The influence of several potential error sources and non-ideal experimental effects on the accuracy of a wavelet-based optical flow velocimetry (wOFV) method when applied to tracer particle images is evaluated using data from a series of synthetic flows. Out-of-plane particle displacements, severe image noise, laser sheet thickness reduction, and image intensity non-uniformity are shown to decrease the accuracy of wOFV in a similar manner to correlation-based particle image velocimetry (PIV). For the error sources tested, wOFV displays a similar or slightly increased sensitivity compared to PIV, but the wOFV results are still more accurate than PIV when the magnitude of the non-ideal effects remain within expected experimental bounds. For the majority of test cases, the results are significantly improved by using image pre-processing filters and the magnitude of improvement is consistent between wOFV and PIV. Flow divergence does not appear to have an appreciable effect on the accuracy of wOFV velocity estimation, even though the underlying fluid transport equation on which wOFV is based implicitly assumes that the motion is divergence-free. This is a significant finding for the broader applicability of planar velocimetry measurements using wOFV. Finally, it is noted that the accuracy of wOFV is not reduced notably in regions of the image between tracer particles, as long as the overall seeding density is not too sparse i.e. below 0.02 particles per pixel. This explicitly demonstrates that wOFV (when applied to particle images) yields an accurate whole field measurement, and not only at or adjacent to the discrete particle locations.

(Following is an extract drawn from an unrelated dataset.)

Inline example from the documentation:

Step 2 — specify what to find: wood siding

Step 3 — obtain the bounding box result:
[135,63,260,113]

While optical flow velocimetry (OFV) methods have demonstrated superior accuracy and resolution compared to conventional cross-correlation algorithms for obtaining accurate fluid flow velocity measurements from tracer particle images, substantial room for improvement remains. One of the challenges is the difficulty of incorporating fluid flow physics in the data term present in the variational formulation of the optical flow problem. To address this issue, we solve the optical flow problem in a domain constructed from a fluid flow-inspired quasi-optimal basis that imposes an implicit constraint on the solution. It was shown in previous work that the bases obtained are capable of efficiently representing a wide variety of fluid flow fields with minimal accuracy loss, as the basis elements are ordered so that the main features of the flow are captured by the first few elements of the basis, allowing the dimensionality of the problem to be reduced to help resolve the inherent ill-posedness of the optical flow problem. To further impose physicality on the obtained velocity fields, a viscosity-inspired explicit regularization strategy is implemented in the method in the quasi-optimal basis domain. The method is applied to synthetic as well as experimental PIV data to test its capabilities and is compared to correlation-based PIV.